Concerning the possible association between headache and IFN-beta treatment (12), in our cohort only seven MS patients (14.3%) of the 49 under IFN treatment developed headache after the initiation of IFN therapy. This percentage is close to that reported in a study of 167 patients during immunomodulatory treatment (17%) (12), but lower if compared with the frequency found in a study recently carried out in Italy in a series of 137 MS patients (41%) (11). Nevertheless, due to the different study design, comparison with other hospital-based studies is difficult.
This represents the first population-based case–control study carried out to assess the relationship between MS and headache and, in agreement with more recent data coming from hospital series (9–11, 22), our data confirm that the prevalence of headache among MS patients is close to 60% and significantly higher than that reported in the general population.
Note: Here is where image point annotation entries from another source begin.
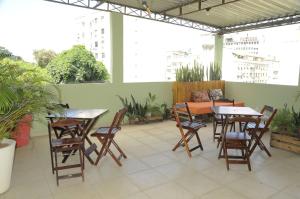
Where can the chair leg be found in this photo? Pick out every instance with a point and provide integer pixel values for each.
(101, 152)
(214, 130)
(247, 157)
(180, 142)
(52, 163)
(119, 149)
(226, 156)
(81, 157)
(56, 166)
(199, 141)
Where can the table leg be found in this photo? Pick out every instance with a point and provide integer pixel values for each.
(260, 143)
(92, 146)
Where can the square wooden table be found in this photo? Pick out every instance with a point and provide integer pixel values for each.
(89, 118)
(235, 110)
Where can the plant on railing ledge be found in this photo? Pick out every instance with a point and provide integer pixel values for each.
(186, 74)
(142, 112)
(214, 72)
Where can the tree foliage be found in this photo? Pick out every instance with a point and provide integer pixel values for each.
(43, 57)
(76, 65)
(4, 53)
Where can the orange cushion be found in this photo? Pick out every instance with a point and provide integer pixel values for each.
(200, 96)
(199, 108)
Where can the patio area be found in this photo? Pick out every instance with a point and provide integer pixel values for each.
(152, 170)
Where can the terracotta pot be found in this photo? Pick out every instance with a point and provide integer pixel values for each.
(22, 131)
(7, 151)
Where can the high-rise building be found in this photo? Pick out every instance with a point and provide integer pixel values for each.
(251, 65)
(93, 31)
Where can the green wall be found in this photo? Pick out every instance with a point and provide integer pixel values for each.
(257, 95)
(103, 95)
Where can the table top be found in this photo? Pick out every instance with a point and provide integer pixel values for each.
(234, 110)
(79, 113)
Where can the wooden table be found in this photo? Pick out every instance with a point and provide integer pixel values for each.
(89, 118)
(233, 110)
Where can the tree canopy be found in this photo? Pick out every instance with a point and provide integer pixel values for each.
(76, 65)
(4, 53)
(43, 57)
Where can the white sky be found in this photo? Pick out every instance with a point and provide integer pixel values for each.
(34, 24)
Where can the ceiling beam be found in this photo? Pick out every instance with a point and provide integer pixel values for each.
(274, 22)
(183, 5)
(98, 4)
(208, 8)
(137, 12)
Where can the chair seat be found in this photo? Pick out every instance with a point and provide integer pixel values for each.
(104, 131)
(251, 125)
(237, 136)
(66, 123)
(192, 125)
(219, 117)
(66, 142)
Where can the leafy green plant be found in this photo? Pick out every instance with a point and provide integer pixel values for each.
(166, 111)
(43, 57)
(284, 121)
(76, 65)
(215, 72)
(4, 53)
(24, 89)
(153, 107)
(186, 74)
(138, 111)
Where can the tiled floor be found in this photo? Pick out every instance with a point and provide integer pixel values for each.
(152, 170)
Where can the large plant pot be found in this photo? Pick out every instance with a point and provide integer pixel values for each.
(7, 151)
(22, 132)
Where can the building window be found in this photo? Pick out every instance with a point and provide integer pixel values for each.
(157, 54)
(92, 40)
(272, 51)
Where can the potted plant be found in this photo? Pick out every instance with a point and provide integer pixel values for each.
(285, 130)
(23, 91)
The increased risk of primary headache in our MS cohort supports the hypothesis of a common pathway between these conditions; as suggested by other studies, the higher frequency of headache in MS subjects could be related to brainstem lesions (16, 17, 19). However, it should be noted that the role of brainstem in migraine pathogenesis is still controversial, and other types of study are needed to confirm this hypothesis.